「哲学者と死」2009年4月6日(火)

 
ウイークリー瞑想

 いのちのことば社の新社屋の奉献式、闇なべの会、リバイバル・ジャ
パン誌の編集者との村上春樹についての歓談、高校時代の友人との会
合、大村晴雄先生訪問、最上川沿いの隠れ家を訪ねてくれた方々との肘
折温泉巡り、シンガポールからの「帰国者」との上野での花見、牧師就
任式の司式と、この一週間は何とも言えない多面性を持った交わりをい
ただきました。

 今週は受難週です。この5月2日に99歳になられる大村晴雄先生を
宇都宮のホームに訪ねたこともあって、哲学者が死をどのように見て、
哲学をしているのか興味をそそられています。レヴィナスの苦難に関す
る論文でヨブ記が取り上げられていて、その脚注にあるカントの小品
「弁神論の哲学的試みの失敗」について前橋在住の元群馬大学教授の小
泉氏に問い合わせたのが契機で、そのドイツ語の原文を大村先生が見せ
てくださるというので一緒に伺うことになりました。その典拠をすらす
らと言って、花文字のドイツ語の原典を見せてくれました。

 死に対する恐怖を不安の概念として実存の現象学的分析をしたのがド
イツの哲学者ハイデガーです。乗り越えることのできない死への不安を
哲学の基点としています。存在へ投げ出されている孤独な自己を引き受
けることで、存在の一回性を実存のあり方としています。
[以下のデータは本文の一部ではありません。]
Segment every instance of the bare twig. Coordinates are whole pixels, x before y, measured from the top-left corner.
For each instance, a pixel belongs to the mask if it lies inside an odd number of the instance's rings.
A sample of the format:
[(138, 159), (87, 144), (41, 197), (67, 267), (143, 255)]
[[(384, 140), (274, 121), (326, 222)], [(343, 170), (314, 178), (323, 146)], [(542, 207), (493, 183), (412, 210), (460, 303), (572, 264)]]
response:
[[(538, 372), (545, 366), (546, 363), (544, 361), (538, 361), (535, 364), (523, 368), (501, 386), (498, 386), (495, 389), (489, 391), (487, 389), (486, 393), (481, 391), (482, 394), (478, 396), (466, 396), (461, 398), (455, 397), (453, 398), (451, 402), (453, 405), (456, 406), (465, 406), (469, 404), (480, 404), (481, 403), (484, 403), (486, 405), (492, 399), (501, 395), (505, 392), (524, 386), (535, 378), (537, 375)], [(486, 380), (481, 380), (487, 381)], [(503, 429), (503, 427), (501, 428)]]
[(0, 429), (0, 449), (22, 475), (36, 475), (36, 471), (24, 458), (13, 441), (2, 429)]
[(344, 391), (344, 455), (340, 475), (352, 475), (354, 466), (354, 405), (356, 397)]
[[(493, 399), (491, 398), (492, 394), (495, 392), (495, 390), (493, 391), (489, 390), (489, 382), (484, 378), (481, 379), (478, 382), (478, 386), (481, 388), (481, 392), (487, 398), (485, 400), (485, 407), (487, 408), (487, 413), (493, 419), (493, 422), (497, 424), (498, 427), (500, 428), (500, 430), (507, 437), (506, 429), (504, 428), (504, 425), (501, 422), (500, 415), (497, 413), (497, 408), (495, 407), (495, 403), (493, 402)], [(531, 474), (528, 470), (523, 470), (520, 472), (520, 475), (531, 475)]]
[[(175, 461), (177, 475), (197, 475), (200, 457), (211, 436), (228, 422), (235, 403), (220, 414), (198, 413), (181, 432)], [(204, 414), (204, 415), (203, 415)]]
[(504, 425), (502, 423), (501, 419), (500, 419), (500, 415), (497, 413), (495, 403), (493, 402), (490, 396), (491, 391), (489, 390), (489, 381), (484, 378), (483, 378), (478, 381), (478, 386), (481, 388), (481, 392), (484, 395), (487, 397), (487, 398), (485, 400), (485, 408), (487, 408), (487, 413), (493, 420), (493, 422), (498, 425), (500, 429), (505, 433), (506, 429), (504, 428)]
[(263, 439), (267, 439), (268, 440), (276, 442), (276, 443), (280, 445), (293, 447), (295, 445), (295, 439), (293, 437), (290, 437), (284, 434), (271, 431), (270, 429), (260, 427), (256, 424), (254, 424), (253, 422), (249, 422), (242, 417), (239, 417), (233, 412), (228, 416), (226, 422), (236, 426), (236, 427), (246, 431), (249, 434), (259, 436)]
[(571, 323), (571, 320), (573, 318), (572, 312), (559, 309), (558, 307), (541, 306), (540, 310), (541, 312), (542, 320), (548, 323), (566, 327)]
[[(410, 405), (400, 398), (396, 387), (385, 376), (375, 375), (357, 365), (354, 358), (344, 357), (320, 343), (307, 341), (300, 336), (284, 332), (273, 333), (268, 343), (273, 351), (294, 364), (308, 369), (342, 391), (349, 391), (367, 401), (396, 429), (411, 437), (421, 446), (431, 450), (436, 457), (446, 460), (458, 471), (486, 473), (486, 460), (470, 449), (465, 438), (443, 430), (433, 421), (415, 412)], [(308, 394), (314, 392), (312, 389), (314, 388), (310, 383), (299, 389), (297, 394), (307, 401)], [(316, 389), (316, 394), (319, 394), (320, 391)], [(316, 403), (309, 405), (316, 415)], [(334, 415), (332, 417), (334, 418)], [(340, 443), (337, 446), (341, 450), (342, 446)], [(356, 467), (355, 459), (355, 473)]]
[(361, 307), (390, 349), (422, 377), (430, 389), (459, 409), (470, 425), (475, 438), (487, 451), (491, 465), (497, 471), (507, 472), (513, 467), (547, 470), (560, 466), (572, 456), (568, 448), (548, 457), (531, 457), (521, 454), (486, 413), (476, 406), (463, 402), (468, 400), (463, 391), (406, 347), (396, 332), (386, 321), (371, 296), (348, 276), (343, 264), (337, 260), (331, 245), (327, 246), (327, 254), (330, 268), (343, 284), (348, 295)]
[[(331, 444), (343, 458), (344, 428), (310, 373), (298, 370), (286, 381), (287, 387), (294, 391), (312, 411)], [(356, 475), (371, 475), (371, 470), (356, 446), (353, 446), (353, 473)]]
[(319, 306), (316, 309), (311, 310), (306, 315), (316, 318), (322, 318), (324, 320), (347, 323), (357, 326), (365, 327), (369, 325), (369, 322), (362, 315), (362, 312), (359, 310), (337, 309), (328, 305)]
その分析は存
在のどうにもならない神秘性にまで辿っています。抜け出せない存在の
迷路に陥ってしまいます。死の前にたじろぐのみです。

 同世代のウイーンの哲学者ヴィトゲンシュタインは、死の陰をいつも
抱えていたと言われています。しかし自分に問いかけるように言いま
す。「もし、不老長寿の薬があって、それを飲むことが死に対する答え
になるのか。」 生き続けることが生きることの意味を知ることになる
のかと、問うのです。そして、人生の「意味」はこの世では見いだせな
いと結論づけるのです。「沈黙」を哲学の結論として、一時期哲学教授
を辞めるのです。それは見事です。

 ホロコーストの生き残りといえるリトアニア出身のユダヤ人哲学者レ
ヴィナスは、600万の同胞の死がありながら、死を哲学の基点とする
ことを避けています。死を自己の外にある他者と見ることで、自我に固
執する内在性を打ち破る起因と見ています。未来としての時間をもその
他者と見ることで、他者の他者としてのメシア信仰を哲学の結論として
います。死を超えた「存在の彼方」を見ています。その「彼方」は「手
前」にあるとして、アブラハムの信仰を継承しています。

 最上川沿いの隠れ家の母屋を訪ねてこられた方が老年看護学の専門家
と言うことで、文化の違いのなかでの死生観を伺いました。少なくとも
哲学者の死の理解がその人の哲学を形作っています。ハイデガーの死生
観がいわゆる実存哲学、新正統主義神学に影響しています。死に対する
不安という概念が、聖書とは別に、西洋のキリスト教世界観に影響して
います。その対極にあるレヴィナスの死生観は、西洋の視点を抜きにし
た旧約聖書の世界をもう一度開示しています。

 この隠れ家の母屋の奥様は地元の方で、お年寄りの死生観を語ってく
れました。どこかで旧約の世界に結びつきそうな思いをいただきまし
た。もしかしたらキリスト教の死生観はギリシャ・ローマの文化に影響
されたもので、その視点で聖書を見ているのかも知れません。それは避
けられないことですが、もう一度イスラエルの民の死生観をこの受難週
に解きほぐしてみたくなりました。

 それにしても大村晴雄先生は、死を通り越してその先を見ているかの
ようです。去るときに、いつものように「祈ってよ」と言われます。腰
を曲げ、耳を傾けて「アーメン」としっかりと合唱されます。玄関まで
来てくださって、小泉氏と私に手をあげて見送ってくださいました。